WASHINGTON >> Two senior Treasury officials said Friday that they had never seen a loan restructuring similar to an Energy Department loan to a failed solar panel maker.

The half-billion dollar loan to Solyndra Inc. was restructured earlier this year so that private investors moved ahead of taxpayers for repayment on part of the loan in case of a default.

Treasury officials Gary Grippo and Gary Burner told a House committee they had never seen that occur in a federal loan. Grippo is a deputy assistant treasury secretary and Burner is chief financial officer at the Federal Financing Bank, which made a $528 million loan to Solyndra in 2009.

The two Treasury officials stopped short of declaring the loan restructuring illegal, as some Republicans allege.

"I can’t give you a legal interpretation on that, sir," Burner told Rep. Cliff Stearns, R-Fla.

Grippo, who oversees the financing bank, said it was not Treasury’s job to make legal interpretations. Instead, he said Treasury officials correctly raised questions about the deal in a series of emails and memos.

"Our role is to be as helpful as we can," Grippo said.

The testimony by the Treasury officials came after a hearing on the Solyndra loan erupted in a partisan skirmish. Rep. Henry Waxman, D-Calif., called the hearing "a rigged proceeding" and a "kangaroo court."

Solyndra, of Fremont, Calif., was the first renewable-energy company to receive a loan guarantee under a stimulus-law program to encourage green energy and was frequently touted by the Obama administration as a model. President Barack Obama visited the company’s headquarters last year, and Vice President Joe Biden spoke by satellite at a groundbreaking ceremony for a new manufacturing plant.

Since then, the company’s implosion and revelations that it received preferential treatment from federal officials have become an embarrassment for Obama and a focal point of GOP criticism of the president’s green energy policies.

Waxman and other Democrats on the House Energy and Commerce Committee criticized Republicans for not allowing the Energy Department to testify Friday and for blocking the release of an Energy Department memo that outlined the legal basis for its decision to restructure the $528 million loan to Solyndra.

"We are going to get only one side of the story. That’s no way to run an investigation," said Waxman, a former chairman of the energy committee.

Republicans said Democrats were aware of the hearing terms before it started, but later agreed to enter the Energy Department memo into the record. Energy officials will be called to testify at a later hearing.

Democrats say they want "to get the facts on the table," said Rep. Joe Barton, R-Texas. "That’s what we’re trying to do."

The three-hour hearing focused on newly released emails that show that the Treasury Department was concerned that the loan restructuring, approved earlier this year, could violate federal law.

Administration officials have defended the loan restructuring, saying that without an infusion of cash earlier this year, Solyndra would likely have faced immediate bankruptcy, putting more than 1,000 people out of work.

Even with the federal help, Solyndra closed its doors Aug. 31 and let all its workers go.

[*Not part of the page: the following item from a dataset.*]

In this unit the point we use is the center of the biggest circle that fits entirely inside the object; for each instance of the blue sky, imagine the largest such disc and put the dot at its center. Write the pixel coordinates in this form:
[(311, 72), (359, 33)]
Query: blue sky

A six-page memo released by the committee Friday outlines the legal basis for the Energy Department’s decision to ensure that investors who provided additional funding to Solyndra would be repaid before the federal government if the company defaulted on the loan.

The Feb. 15 memo by Susan Richardson, the loan program’s top lawyer, said the restructuring was allowed because a clause preventing private investors from moving ahead of taxpayers only applies to the original loan.